De theorie van dit fenomeen heet isoleren, schrijft Musil. We zien de dingen altijd samen met hun omgeving en beschouwen ze dan als dat wat ze daarin betekenen. En dan staat er: “Op deze manier zorgt de verrekijker dus voor meer begrip voor de individuele mens, en tegelijk maakt zij het mysterie van het mens-zijn almaar ondoorzichtiger.”

Dit is misschien ook toepasselijk op het almaar scherper en nauwkeuriger in beeld willen brengen van de menselijke psyche, waarmee de nuance en gelaagdheid van een persoon verloren dreigt te gaan.

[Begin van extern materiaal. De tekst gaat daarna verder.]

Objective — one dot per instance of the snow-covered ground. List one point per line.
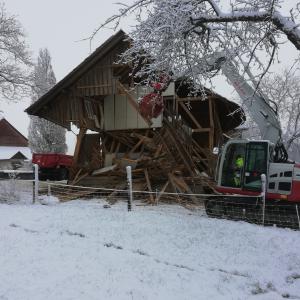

De cliënte die worstelde met haar persoonlijkheidsstoornisclassificatie en alert was op het kleinste signaal van mij dat op afwijzing zou kunnen wijzen, beklaagde zich een keer bij me dat ze het gevoel had dat ik alleen maar haar stoornis zag. Ik onderzocht keurig met haar de betekenis van deze gedachte en de daarbij horende gevoelens, en wat dat betekende voor de manier waarop ze onze relatie ervoer. En terwijl dat nuttige informatie opleverde, bleef haar opmerking aan me knagen. Want ze had misschien gelijk, ik kon haar, wanneer ze onder mijn huid kroop met haar woedende insinuaties en kritiek, veilig bekijken door de lens van haar diagnose. En ook al hielp dat om goed over haar te kunnen nadenken, ging ik daarbij misschien soms voorbij aan de persoon ‘in zijn omgeving en wat ze daarin betekent’, bijvoorbeeld zoals ze verschijnt in het verhaal over een incident op het schoolplein. Acht jaar oud was ze, en ze werd steeds stiekem getrapt door een klasgenoot. Toen ze uiteindelijk een woedende duw teruggaf, zag de juf dat en kreeg zij op haar lazer. De schaamte over dat soort vernederingen loopt als een onzichtbare onderstroom in haar leven, en helpt mij me in haar in te leven en te begrijpen waarom ze mij als een potentiële vijand ervaart. En daar kan geen categorisering van klachten, of deze nu in een cluster of etiket wordt gevat, tegenop.

Marte Kaan is als psychotherapeut werkzaam bij het NPI in Amsterdam, een instelling voor persoonlijkheidsproblematiek. Zij is lid van de redactie.